Feel free to read the article, which ha ssome interesting points, but it was the title which really caught my eye:
"socilaised the risk but privatized the rewards."
This sounds, to me, exactly the path that Canada has taken under "the Harper Government." By having NRC provide an "innovation help desk" to industry, the Canadian taxpayers pay for the risky (i.e. most likely to fail) part of business innovation, but isolates the taxpayers from the rewards (i.e. profits).
This offends me in at least two ways. The first is that this directly contradicts what I would view as "pure capitalism," where the party that takes the risks reaps the rewards, just as they would reap the cost of failure. In this way the risk/reward calculation is skewed away from taking risks because industry will not feel that it is no longer their role. To my mind this will reduce the actual amount of internal R&D done by industry.
The second way that this "privatization of rewards" offends me is that the risk/reward relationship is broken, in that the party that incurs the most risk (in this case, the taxpayer) does not incur the reward - industry does. Now, some will argue that the taxpayer gets their reward in the form of taxes. I will not argue against that at the moment (but ask yourself how much tax the biggest industries actually pay) but I would argue that the taxpayer should get a portion of the proficts above and beyond the taxes. Once again, it is the taxpayer that is paying the risk portion - you and I should see the rewards (which ideally would come in the form of better services and lower taxes).
So ask yourself, would a truly "conservative" government really socialize the risks and privatize the rewards? Or would it want to step back from direct intervention in the innovation process and let the chips fall where they may?

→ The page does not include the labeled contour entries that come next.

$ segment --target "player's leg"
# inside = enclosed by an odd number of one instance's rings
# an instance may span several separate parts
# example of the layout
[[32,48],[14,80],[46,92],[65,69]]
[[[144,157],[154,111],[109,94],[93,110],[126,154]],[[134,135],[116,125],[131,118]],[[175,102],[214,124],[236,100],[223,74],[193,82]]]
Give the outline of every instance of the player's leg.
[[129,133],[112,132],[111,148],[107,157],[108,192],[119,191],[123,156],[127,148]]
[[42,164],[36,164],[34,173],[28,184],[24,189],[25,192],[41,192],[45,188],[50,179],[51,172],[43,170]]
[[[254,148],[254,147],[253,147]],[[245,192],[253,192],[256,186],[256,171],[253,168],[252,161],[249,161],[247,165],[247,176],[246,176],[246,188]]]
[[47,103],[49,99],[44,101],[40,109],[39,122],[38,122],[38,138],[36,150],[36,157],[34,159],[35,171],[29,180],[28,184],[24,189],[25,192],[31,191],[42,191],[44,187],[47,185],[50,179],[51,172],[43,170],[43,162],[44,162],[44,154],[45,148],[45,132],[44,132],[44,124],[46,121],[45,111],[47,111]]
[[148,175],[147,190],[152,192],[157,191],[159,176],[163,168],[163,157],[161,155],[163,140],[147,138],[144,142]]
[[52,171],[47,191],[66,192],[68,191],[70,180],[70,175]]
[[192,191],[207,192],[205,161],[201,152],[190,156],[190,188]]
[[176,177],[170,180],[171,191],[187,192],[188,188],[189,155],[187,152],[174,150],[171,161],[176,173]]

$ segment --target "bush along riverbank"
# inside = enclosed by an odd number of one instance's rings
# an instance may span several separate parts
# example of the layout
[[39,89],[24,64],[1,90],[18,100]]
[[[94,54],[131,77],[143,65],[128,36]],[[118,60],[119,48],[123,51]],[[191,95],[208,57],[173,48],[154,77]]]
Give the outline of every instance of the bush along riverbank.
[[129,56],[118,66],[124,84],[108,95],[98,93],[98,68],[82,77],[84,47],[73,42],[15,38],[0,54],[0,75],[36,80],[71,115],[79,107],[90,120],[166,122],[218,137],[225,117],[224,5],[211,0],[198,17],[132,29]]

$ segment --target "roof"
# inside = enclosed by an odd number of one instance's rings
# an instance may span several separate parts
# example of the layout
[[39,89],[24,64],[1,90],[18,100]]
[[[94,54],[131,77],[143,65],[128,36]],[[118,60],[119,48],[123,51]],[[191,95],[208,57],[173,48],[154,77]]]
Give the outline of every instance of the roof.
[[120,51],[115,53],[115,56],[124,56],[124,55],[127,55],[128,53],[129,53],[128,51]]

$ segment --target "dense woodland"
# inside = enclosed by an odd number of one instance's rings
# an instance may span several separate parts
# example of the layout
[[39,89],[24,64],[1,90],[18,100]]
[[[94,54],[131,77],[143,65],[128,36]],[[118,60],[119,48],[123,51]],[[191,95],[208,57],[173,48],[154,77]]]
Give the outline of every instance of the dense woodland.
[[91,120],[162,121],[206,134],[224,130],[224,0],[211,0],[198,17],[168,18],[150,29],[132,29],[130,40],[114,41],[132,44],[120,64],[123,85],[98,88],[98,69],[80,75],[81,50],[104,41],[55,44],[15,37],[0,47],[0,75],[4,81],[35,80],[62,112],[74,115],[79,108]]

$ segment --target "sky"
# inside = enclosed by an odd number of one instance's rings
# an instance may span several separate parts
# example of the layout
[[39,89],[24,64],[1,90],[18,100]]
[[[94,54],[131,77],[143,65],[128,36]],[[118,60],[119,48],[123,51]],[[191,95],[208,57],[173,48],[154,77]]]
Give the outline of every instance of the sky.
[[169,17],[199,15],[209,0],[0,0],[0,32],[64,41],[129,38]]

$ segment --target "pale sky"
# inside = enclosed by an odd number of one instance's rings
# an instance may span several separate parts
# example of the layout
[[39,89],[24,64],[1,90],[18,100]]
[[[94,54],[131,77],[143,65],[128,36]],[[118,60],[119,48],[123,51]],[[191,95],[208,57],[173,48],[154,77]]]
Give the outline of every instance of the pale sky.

(as an aside, think about other areas where reward is privatized but risk is socialized. What jumps immediately to mind is natural resource extraction and environmental remediation. Who pays for the cleanup? Oh sure, industry might pay a bit, but not the full amount. Think Exxon Valdeze, the Gulf of Mexico oil spill, and - eventually - the oil sands. Then think about whether this is fair to you and me and our pocketbooks.)